Liverpool collective Cold Blooded are breathing new life into the city’s techno scene, Getintothis’ Mal Doonikan salutes the new noise at Haus.
Electronic music is of course no stranger to trends and genres suddenly being adopted by mainstream culture – 12 months ago you could have turned up to a Deep House night in some shed in Dalston, full of Vice journalists and vegan café owners instagramming pictures of each other.
Fast-forward a few months and three-hundred Ministry of Sound compilations though, and you could probably manage one every night of the week in Concert Square as DJ Dave or whoever conducts a sing-along to Dusky‘s edit of Don’t Go.
Techno, despite being around for decades, is also enjoying a bit of a renaissance culturally, with more and more young people getting into it on a level that is extending it beyond a cult movement. You can almost compare it to metal: it’s loud, abrasive and seemingly unlistenable to if you aren’t open to the idea. Those that revel in it though, do so because of the physicality of the sounds. These are noises that invade you and make you feel violated, inducing vibrations and sensations in your body that make you wonder what the fuck just happened. Or maybe I’m just overthinking it.
Tonight then, Cold Blooded – the newest clubnight to try and infiltrate the city’s club scene here in Liverpool – have coincided their launch night with one of the popular Free Haus events curated by Waxxx; the lease owners of this cavernous venue in the Baltic Triangle. It is certainly a wise decision, considering the hundreds of dedicated Waxxx disciples that regularly attend this fortnightly event.
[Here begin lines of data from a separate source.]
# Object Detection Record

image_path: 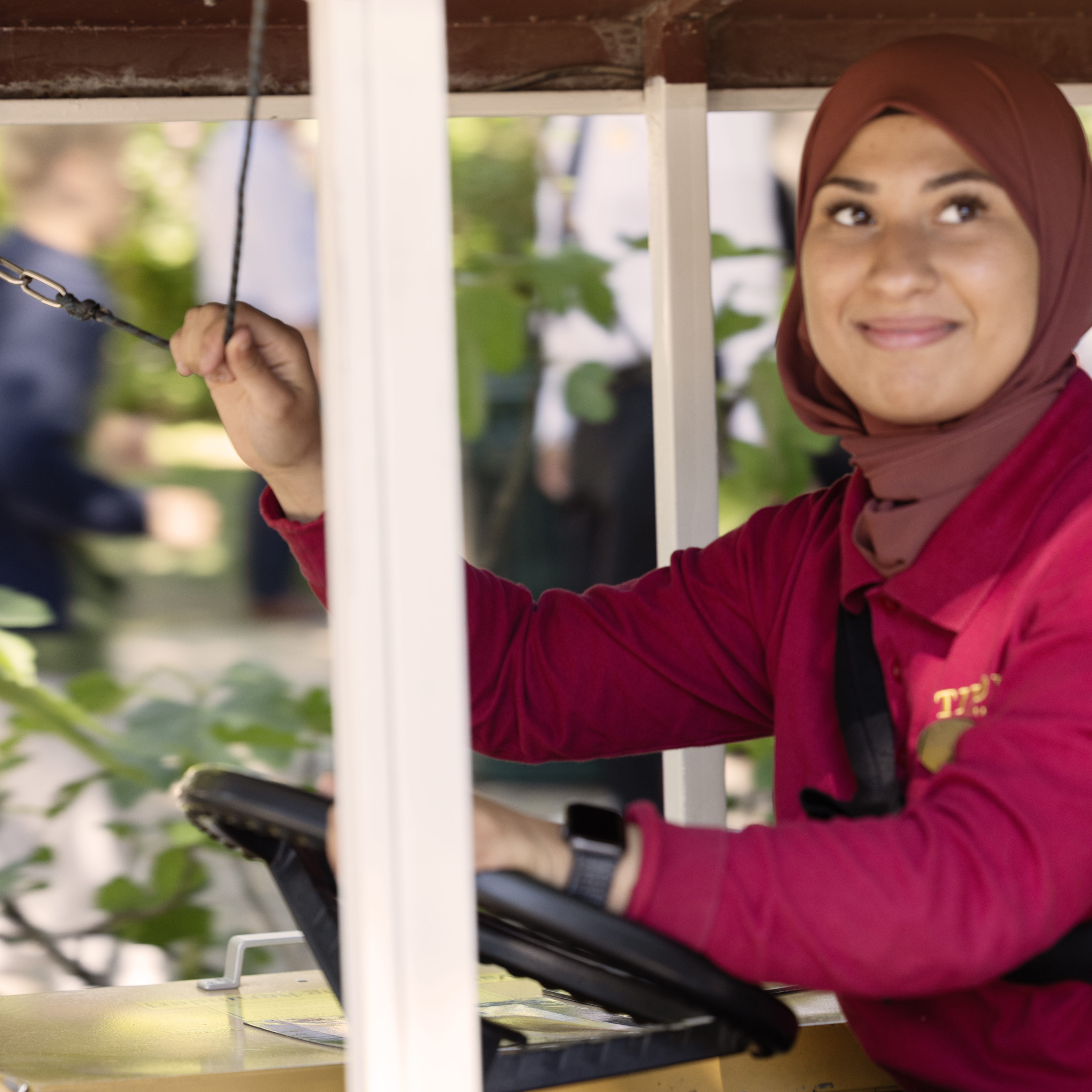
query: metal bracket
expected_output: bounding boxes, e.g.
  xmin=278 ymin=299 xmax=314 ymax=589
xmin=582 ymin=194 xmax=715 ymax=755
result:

Even wiser perhaps, is the inclusion of Randomer – arguably responsible for the closest techno has come to a crossover moment with the thunderous Bring – as their inaugural headliner.
With a free entry policy before 11pm, the venue becomes as it usually does at Free Haus – a bit of a melting pot. The bar queue alone offers an interesting cross-section of Liverpool nightlife culture, with your Sunday league footballers who had been kicked out of BaaBaa for doing beak in the toilets and your third year students who thought that techno was what they heard on the Kevin and Perry Go Large soundtrack present in equal measure.
Warming things up, or well, you know, is Josh Hewitt, the founder of boutique club night Less Effect. His inclusion on the bill and general support for the event itself is a refreshing change from the gamesmanship and underhandedness that the city’s promoting scene is becoming dangerously associated with.
And his set, reverent to the evening’s theme, certainly does its best to coax a sparse and sober crowd towards the speakers. It can’t be an easy job though, being first on at a night like this. You can picture some sort of setlist arc mapped out beforehand saying something like: ‘Start hard, have a hard as fuck middle section, end fucking hard, question mark‘. Imagine if Plato was around today, he’d probably have given up on intellectual truth and instead tried to figure out how the fuck to construct a techno warm up set.
Thankfully though, when the time comes for Kevin – one of the founders of Cold Blooded and formally known as Greg Farley – to take to the stage, he has plenty more to work with. It’s easy to see that Kevin is a DJ who has spent a lot of time on the other side of the barrier, cheering and fist pumping each tune as if he can’t believe it just got dropped.
It certainly is an impressive display in the art of crowd-pleasing and set building though; especially when you consider that this is only the second time he’s ever played out. His energy is clearly infectious too, as football style chants of ‘Kevin! Kevin! Kevin!‘ ring from an audience who almost seem disappointed to see him leave the stage in place of this evening’s headliner. And with 500 gurning lunatics bouncing off the walls of HAUS already, Randomer is presented with an open goal.
Thunderous high slaps and rumbling bass lines test the Funktion 1 to its limits, with his set culminating in a riotous sitdown standup during Bring. Allen and Hutch, the ever-reliable Waxxx residents keep the party going, as the bouncers all look at their watches and 4am creeps mercilessly close.
As far as launch nights go, Cold Blooded have hit the ground running and then smashed a big fucking hole through it. Waxxx‘s involvement will certainly have been important, bringing their experience and their audience to the founder’s ideas and ambition. Cold Blooded’s team are preparing to go it alone for event number two next month. And based on tonight’s evidence – as soon as we’ve had a chance to drink a few cups of tea and sleep for 48 hours – we’ll be back once again.